Building a SaaS with Elixir/Phoenix and React

Most SaaS codebases I’ve seen share the same problems. Authentication that sort of works until someone finds an edge case. Caching layers that nobody fully understands. Deployment scripts held together with hope. The team moves fast early on, then spends years paying down the debt.

We got tired of this cycle. Over several projects, we developed a stack and a set of practices that let us move fast without leaving landmines for our future selves. Elixir on the backend, React on the frontend, Nix for everything else. No Docker. No Kubernetes. Decisions that raised eyebrows at first but have proven themselves in production.

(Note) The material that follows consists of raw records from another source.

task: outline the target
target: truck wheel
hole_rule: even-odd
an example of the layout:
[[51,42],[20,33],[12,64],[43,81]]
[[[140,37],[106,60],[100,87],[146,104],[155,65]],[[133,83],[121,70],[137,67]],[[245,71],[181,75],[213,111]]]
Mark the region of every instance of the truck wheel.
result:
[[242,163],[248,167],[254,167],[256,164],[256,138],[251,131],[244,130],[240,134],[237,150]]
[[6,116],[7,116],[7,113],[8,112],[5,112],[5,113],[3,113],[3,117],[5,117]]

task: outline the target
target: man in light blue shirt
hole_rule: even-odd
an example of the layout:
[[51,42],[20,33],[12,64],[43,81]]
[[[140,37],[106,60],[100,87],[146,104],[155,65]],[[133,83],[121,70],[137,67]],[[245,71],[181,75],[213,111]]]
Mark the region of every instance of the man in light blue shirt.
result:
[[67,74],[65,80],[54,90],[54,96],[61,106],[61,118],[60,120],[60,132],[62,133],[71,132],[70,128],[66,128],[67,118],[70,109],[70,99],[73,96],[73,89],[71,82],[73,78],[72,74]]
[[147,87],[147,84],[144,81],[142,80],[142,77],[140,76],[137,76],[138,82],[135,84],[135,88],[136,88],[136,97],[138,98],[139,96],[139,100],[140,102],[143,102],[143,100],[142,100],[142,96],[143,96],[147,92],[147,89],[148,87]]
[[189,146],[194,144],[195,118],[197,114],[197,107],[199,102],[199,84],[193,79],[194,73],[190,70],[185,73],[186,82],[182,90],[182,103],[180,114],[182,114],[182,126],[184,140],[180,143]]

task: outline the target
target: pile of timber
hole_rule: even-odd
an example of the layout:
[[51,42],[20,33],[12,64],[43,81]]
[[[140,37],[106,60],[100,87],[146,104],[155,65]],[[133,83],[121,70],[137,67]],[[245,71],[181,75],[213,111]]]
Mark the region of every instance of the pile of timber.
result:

This post explains what we use and why.

#The case for Elixir

Our backend runs on Elixir, which might seem like an unusual choice in a world dominated by Node, Python, and Go. The reason comes down to what happens when things go wrong.

Elixir runs on the Erlang VM, a runtime Ericsson built in the 1980s for telephone switches. These systems needed to stay up for years at a time, handling failures gracefully without human intervention. Crashes are expected in Elixir, even encouraged as an error-handling strategy. When a process crashes, it crashes in isolation. A supervisor notices and restarts it. The rest of the system keeps running. You don’t get woken up at 3am because one user’s request hit an edge case that brought down the whole server.

Phoenix is the web framework we use on top of Elixir, though we use it differently than most teams. Phoenix has become famous for LiveView, its technology for building interactive UIs with server-rendered HTML. We don’t use it. Instead, Phoenix serves only JSON through a REST API, and a completely separate React application handles everything the user sees.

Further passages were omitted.